6.2 Data Protection Impact Assessment. Upon Client’s request, Company will provide access to generally available documentation for assessing the privacy impact of the Services within the scope of this DPA. Where no such generally available documentation exists for a given Service, Company will provide assistance at a remuneration to be agreed between the Parties. Any additional assistance shall be mutually agreed between the Parties.

6.3 Data breaches. Company will notify Client, without undue delay after becoming aware of Personal Data Breach. It will reasonably assist Client in meeting Client’s obligations to report a Personal Data Breach as required under applicable Data Protection Laws, such assistance shall be reasonable in view of the kind of Service provided and will in general consist in providing the relevant information available to Company and, as reasonably required, cooperation with requests from Data Subjects and authorities regarding the processing hereunder. The duties under this clause and their implementation shall not be interpreted or construed as an admission of fault or liability by the Company.

7. Return of Client Data including Personal Data

7.1 Retrieval by Client. Client may access and export in a standard format its Personal Data during the Subscription Term of the respective Service and subject to the Agreement. In case there are technical limitations to exports, the parties will collaborate to create a reasonable path for Client to suitably access Personal Data.  

7.2 Deletion after Subscription Term has ended. Upon the termination of the Agreement, Client hereby instructs Company to delete Client Data within a reasonable time period (not to exceed 6 months) in line with Data Protection Law unless applicable law requires retention.
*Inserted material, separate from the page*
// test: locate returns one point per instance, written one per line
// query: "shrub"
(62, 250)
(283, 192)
8. Documentation and Audits

8.1 Company shall document appropriately its compliance with the obligations agreed upon in this DPA. At Client’s request, Company will provide Client with the information required and available to Company to prove such compliance.
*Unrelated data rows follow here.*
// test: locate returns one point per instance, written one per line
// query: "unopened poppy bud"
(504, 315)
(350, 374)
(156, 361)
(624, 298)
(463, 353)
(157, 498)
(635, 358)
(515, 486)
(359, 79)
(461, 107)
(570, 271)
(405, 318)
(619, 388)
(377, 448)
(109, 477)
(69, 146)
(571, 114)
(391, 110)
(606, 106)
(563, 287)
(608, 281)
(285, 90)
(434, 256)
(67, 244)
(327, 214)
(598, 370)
8.2 The Parties agree that the favorable way to prove such compliance is provision of suitable third-party certification, e.g. ISO27001.

8.3 Where on-site audits and inspections by Client or a suitably qualified and reasonably independent auditor appointed by Client are necessary, such audits and inspections will be limited to Company’s own premises and conducted during regular business hours, and without interfering with Company’s operations, upon prior notice, and observing an appropriate notice period. Company is entitled to a remuneration for such audit unless the audit reveals material breach of this DPA by Company. Client will provide the audit results to Company.

Company is entitled, at its own discretion and taking into account the legal obligations of Client, not to disclose information which is sensitive with regard to Company’s business or if Company would be in breach of statutory or other contractual provisions as a result of its disclosure. Client is not entitled to get access to data or information about Company’s other customers, cost information, quality control and contract management reports, or any other confidential data of Company that is not directly relevant for the agreed audit purposes. Client will treat all information found in the audit as Confidential Information.

Company is entitled to reject auditors which are competitors to Company.

8.4 Where a data protection supervisory authority or another supervisory authority with statutory competence for Controller conducts an inspection, sec. 8.3 above shall apply mutatis mutandis. The execution of a confidentiality undertaking shall not be required if such supervisory authority is subject to professional or statutory confidentiality obligations whose breach is sanctionable under the applicable criminal code.